By Meghashyam Mali - 11/22/12 11:00 AM EST
President Obama urged Americans to remember “what ties us together” after a hard-fought election year, in his Thanksgiving Day address.
Obama called the holiday “a time to give thanks for each other, and for the incredible bounty we enjoy.”
The president also said he hoped Thanksgiving Day could help ease the political divisions from this year’s hard-fought campaigns.
“Thanksgiving is a chance to put it all in perspective – to remember that, despite our differences, we are, and always will be, Americans first and foremost,” he continued.
Obama said the country had much to be grateful for this year.
“Today we give thanks for blessings that are all too rare in this world,” he said. “The ability to spend time with the ones we love; to say what we want; to worship as we please; to know that there are brave men and women defending our freedom around the globe; and to look our children in the eye and tell them that, here in America, no dream is too big if they’re willing to work for it..
But the president also urged Americans to remember those affected by Hurricane Sandy, which battered communities along the Atlantic seaboard in late October.
“Right now, as we prepare to gather around our dinner tables, there are families in the northeast who don’t have that luxury.

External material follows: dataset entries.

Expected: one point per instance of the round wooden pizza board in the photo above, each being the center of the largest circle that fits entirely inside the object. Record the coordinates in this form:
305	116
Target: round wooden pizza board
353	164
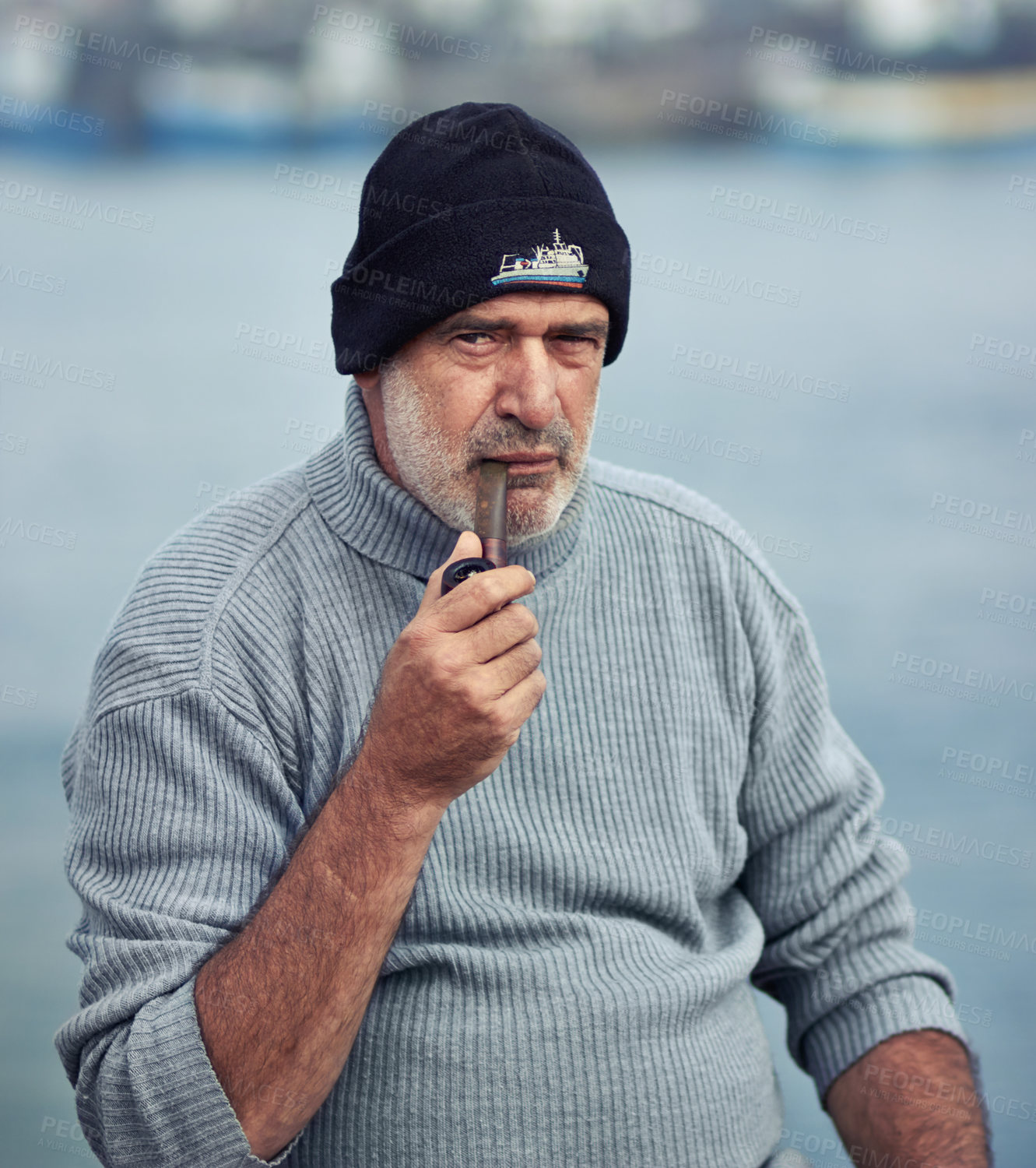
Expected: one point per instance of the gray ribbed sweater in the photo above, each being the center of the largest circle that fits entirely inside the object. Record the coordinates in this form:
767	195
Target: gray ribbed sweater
571	983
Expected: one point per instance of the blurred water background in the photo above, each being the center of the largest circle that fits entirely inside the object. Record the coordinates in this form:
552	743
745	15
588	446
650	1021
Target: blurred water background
854	320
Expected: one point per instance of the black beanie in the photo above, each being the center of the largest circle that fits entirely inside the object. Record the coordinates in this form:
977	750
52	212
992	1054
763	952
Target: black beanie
465	205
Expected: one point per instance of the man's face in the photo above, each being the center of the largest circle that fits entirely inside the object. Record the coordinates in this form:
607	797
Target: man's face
514	375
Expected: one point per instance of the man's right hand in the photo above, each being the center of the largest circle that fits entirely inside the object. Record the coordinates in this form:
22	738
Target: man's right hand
457	686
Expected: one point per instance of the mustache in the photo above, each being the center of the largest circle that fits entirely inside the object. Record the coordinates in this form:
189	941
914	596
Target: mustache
557	439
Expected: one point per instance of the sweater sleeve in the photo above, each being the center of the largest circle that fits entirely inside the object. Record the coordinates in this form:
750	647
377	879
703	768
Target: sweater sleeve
838	951
180	818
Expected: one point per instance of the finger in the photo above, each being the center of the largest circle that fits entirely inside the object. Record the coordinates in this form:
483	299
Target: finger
497	633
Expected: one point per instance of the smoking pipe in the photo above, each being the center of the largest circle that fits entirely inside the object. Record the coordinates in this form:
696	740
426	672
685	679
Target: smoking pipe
490	527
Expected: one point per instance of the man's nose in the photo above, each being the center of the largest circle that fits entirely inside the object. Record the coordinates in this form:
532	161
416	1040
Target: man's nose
527	385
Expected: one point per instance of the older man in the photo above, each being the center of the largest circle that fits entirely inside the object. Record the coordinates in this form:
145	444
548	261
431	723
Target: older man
374	875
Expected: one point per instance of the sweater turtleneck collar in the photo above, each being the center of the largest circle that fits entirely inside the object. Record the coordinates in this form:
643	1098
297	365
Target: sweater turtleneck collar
387	523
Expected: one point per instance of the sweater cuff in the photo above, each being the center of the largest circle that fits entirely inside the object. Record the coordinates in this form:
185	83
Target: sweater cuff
845	1035
184	1099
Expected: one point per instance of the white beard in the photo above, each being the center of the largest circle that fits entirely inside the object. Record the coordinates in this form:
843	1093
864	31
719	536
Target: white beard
438	471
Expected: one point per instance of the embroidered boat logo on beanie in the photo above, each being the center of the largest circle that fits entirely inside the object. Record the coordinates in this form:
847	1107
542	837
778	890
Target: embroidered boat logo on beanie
557	264
513	192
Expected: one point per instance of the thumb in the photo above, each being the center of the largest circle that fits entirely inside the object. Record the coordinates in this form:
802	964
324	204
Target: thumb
467	544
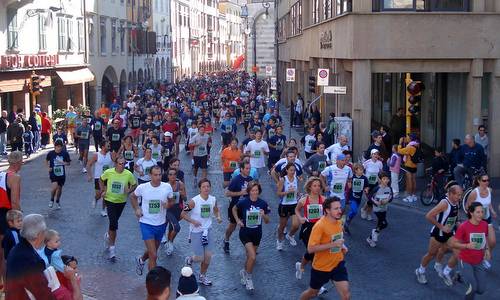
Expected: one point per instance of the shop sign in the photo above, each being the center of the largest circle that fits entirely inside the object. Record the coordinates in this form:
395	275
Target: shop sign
326	39
8	62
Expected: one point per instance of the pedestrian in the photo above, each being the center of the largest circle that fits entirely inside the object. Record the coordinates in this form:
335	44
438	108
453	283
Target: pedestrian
249	213
203	208
327	244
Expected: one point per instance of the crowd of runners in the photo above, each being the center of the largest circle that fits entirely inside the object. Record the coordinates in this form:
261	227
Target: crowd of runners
320	190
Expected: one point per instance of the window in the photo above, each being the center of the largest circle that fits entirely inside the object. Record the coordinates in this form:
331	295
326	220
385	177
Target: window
61	29
102	29
12	34
113	36
70	44
81	39
42	33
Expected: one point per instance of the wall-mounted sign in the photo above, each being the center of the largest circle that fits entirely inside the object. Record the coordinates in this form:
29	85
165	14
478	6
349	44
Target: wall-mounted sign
326	39
8	62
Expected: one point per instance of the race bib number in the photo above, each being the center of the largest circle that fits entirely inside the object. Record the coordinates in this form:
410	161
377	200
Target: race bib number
205	211
357	185
479	240
253	218
59	170
335	237
154	207
117	187
314	211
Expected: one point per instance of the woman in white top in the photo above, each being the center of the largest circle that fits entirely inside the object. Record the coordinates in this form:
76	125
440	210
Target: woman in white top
482	194
203	208
143	165
287	190
101	161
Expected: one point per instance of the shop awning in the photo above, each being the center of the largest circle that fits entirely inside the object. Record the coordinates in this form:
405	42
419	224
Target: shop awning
76	76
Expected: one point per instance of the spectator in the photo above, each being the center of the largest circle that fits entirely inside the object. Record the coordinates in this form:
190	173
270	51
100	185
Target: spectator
158	283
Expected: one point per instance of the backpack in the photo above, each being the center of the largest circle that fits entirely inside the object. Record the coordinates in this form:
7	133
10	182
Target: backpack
418	156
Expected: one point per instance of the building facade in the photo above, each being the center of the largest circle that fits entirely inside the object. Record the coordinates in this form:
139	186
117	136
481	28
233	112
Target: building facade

Many of them have lost everything to Hurricane Sandy – homes, possessions, even loved ones. And it will be a long time before life goes back to normal,” he said.
The president said that efforts were continuing to help devastated communities recover from the super-storm and that Sandy had shown that Americans were “bold, generous, big-hearted people.”
“When our brothers and sisters are in need, we roll up our sleeves and get to work – not for the recognition or the reward, but because it’s the right thing to do,” said Obama. “Here in America, we rise or fall together, as one nation and one people. That’s something to be grateful for – today and every day.”